Dividend Equivalents
Until the expiration of the Period of Restriction pursuant to the terms and conditions of this Award Agreement, the Participant will be credited on the books and records of the Company with an amount per each Restricted Stock Unit equal to the amount per share of any cash dividends declared by the Board with a record date on or after the Award Date on the outstanding common stock of the Company (the “Dividend Equivalent”). Such Dividend Equivalents will be credited in the form of an additional number of Restricted Stock Units (which Restricted Stock Units, from the time of crediting, will be deemed to be in addition to and part of the base number of Restricted Stock Units awarded by this Award Agreement for all purposes hereunder). The additional number of Restricted Stock Units will be equal to the aggregate amount of Dividend Equivalents credited on this Award on the respective dividend payment date divided by the average of the high and low prices per share of common stock on the respective dividend payment date. The Restricted Stock Units attributable to the Dividend Equivalents will be either settled or forfeited, as appropriate, under the same terms and conditions that apply to the other Restricted Stock Units under this Award Agreement and, to the extent applicable, the Company’s Executive Deferred Compensation Plan.
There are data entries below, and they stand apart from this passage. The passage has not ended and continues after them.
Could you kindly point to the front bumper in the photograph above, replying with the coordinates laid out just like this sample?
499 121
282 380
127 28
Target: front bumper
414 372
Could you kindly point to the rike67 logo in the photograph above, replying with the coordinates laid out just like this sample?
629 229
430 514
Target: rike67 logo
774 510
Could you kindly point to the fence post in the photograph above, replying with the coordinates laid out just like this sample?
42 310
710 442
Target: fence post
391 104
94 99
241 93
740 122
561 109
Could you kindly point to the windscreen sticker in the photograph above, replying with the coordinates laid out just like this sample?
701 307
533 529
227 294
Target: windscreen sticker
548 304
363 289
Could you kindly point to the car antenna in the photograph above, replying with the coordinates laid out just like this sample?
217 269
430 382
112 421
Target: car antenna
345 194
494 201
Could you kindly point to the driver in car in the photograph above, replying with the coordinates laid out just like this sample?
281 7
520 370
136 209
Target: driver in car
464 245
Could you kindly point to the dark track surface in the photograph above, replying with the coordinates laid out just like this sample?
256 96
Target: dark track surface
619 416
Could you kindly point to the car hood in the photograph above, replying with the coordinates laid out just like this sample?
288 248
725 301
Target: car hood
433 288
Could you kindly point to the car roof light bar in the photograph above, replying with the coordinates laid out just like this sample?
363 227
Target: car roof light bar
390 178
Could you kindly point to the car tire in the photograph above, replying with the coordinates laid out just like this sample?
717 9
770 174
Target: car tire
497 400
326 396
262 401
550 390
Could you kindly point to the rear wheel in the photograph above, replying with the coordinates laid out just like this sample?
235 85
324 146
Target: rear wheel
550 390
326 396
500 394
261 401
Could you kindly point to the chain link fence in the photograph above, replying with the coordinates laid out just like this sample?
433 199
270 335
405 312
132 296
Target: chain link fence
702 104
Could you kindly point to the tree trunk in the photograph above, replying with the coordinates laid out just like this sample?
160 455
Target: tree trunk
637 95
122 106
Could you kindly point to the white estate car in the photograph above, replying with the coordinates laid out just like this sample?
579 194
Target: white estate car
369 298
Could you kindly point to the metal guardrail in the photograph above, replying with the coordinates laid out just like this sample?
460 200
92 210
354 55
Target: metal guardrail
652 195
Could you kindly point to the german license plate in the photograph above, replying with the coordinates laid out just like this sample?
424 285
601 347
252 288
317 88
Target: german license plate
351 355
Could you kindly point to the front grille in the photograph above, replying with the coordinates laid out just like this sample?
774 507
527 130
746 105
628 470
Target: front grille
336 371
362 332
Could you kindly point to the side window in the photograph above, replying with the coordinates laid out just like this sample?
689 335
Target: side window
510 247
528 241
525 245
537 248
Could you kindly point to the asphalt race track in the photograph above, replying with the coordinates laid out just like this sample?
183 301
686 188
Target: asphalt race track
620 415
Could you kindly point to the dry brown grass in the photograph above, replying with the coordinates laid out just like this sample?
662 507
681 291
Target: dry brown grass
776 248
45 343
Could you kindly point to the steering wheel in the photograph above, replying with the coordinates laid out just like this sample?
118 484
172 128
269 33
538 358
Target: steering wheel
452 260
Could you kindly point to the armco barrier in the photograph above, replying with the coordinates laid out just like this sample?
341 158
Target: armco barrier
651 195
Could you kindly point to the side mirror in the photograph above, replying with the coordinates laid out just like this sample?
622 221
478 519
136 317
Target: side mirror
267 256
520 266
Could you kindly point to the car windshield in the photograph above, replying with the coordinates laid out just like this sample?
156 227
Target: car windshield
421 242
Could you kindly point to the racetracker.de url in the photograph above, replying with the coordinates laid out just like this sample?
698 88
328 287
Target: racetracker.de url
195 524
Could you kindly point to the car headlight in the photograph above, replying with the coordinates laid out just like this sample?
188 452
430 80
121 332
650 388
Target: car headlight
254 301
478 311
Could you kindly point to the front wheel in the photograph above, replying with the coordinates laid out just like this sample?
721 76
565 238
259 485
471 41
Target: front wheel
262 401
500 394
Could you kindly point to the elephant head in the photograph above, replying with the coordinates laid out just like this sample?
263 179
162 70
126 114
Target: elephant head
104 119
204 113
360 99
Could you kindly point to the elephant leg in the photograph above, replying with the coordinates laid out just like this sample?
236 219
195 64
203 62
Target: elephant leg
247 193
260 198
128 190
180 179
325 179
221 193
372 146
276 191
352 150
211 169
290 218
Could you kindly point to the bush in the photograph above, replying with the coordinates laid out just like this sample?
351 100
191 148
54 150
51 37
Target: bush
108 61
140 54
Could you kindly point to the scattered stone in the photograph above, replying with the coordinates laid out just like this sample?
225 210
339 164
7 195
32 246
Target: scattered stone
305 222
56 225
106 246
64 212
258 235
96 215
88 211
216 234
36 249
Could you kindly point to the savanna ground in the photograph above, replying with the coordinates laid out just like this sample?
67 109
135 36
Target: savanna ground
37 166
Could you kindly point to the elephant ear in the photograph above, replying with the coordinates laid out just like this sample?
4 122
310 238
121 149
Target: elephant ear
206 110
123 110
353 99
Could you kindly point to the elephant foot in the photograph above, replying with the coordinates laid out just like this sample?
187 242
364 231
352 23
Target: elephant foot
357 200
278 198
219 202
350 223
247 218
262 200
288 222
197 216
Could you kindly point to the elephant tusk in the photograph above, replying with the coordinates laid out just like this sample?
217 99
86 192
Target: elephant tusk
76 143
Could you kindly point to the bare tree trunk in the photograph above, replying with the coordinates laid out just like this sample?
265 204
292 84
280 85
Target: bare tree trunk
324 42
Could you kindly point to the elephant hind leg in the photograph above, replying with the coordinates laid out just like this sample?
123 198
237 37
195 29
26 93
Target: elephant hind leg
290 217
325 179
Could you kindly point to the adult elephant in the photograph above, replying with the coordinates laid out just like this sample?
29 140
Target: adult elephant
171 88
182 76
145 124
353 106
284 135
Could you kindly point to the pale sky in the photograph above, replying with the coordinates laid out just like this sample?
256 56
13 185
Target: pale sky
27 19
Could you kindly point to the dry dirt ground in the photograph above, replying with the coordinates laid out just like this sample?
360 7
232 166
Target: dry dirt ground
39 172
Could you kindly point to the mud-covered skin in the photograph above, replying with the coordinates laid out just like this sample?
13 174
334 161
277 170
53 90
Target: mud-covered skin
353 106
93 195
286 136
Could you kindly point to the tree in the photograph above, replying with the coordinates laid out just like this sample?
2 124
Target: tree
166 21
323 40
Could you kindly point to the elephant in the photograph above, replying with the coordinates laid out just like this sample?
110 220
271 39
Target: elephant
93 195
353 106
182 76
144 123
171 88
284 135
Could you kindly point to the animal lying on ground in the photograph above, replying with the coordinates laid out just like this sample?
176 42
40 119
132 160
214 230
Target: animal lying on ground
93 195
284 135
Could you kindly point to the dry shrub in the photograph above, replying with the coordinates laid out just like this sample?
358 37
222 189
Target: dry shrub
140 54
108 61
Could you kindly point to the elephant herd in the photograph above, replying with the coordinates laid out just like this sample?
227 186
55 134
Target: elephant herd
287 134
SECTION TWO - GENERAL TERMS
This Award Agreement is subject to the Plan and the following terms and conditions:
Period of Restriction
For the purposes of this Award Agreement, “Period of Restriction” means the period beginning on the Award Date set forth above and ending on the earliest of:
a) | 5:00 p.m. Akron time on the March XX, 2018 (the “Vest Date”); |
b) | The date of the Participant’s death; |
c) | The date that the Participant’s employment is terminated due to Disability; or |
d) | The date of an involuntary termination in connection with and resulting from a Change in Control within the two-year period following the date of the Change in Control under conditions in which the Participant qualifies for and receives any employer severance benefit that may be offered, provided that the Participant executes, submits and does not revoke an agreement to release the Company in full against any and all claims as required by (and within the time period mandated by) the arrangement or plan providing the employer severance benefit. |
Notwithstanding that the Period of Restriction ends upon a termination of employment due to Disability, Restricted Stock Units awarded pursuant to this Award Agreement shall be subject to limited restrictions after a termination due to Disability as provided in this Award Agreement.
Performance Adjustment
If the Payment Date (as defined below under "Payment") is the Vest Date, the actual number of shares issuable or cash payable under the Restricted Stock Units awarded pursuant to this Award Agreement may be adjusted upward or downward by one-hundred percent (100%) of the Target Number, based on the Company’s performance against three key metrics. The Committee has identified the three performance metrics as Capital Effectiveness, Safety, and Funds from Operations/Debt Index. The specific performance goals applicable to this Award are set forth in Exhibit A attached hereto and the extent to which performance goals for all three performance metrics are achieved will be expressed in “total points earned,” as set forth in Exhibit A.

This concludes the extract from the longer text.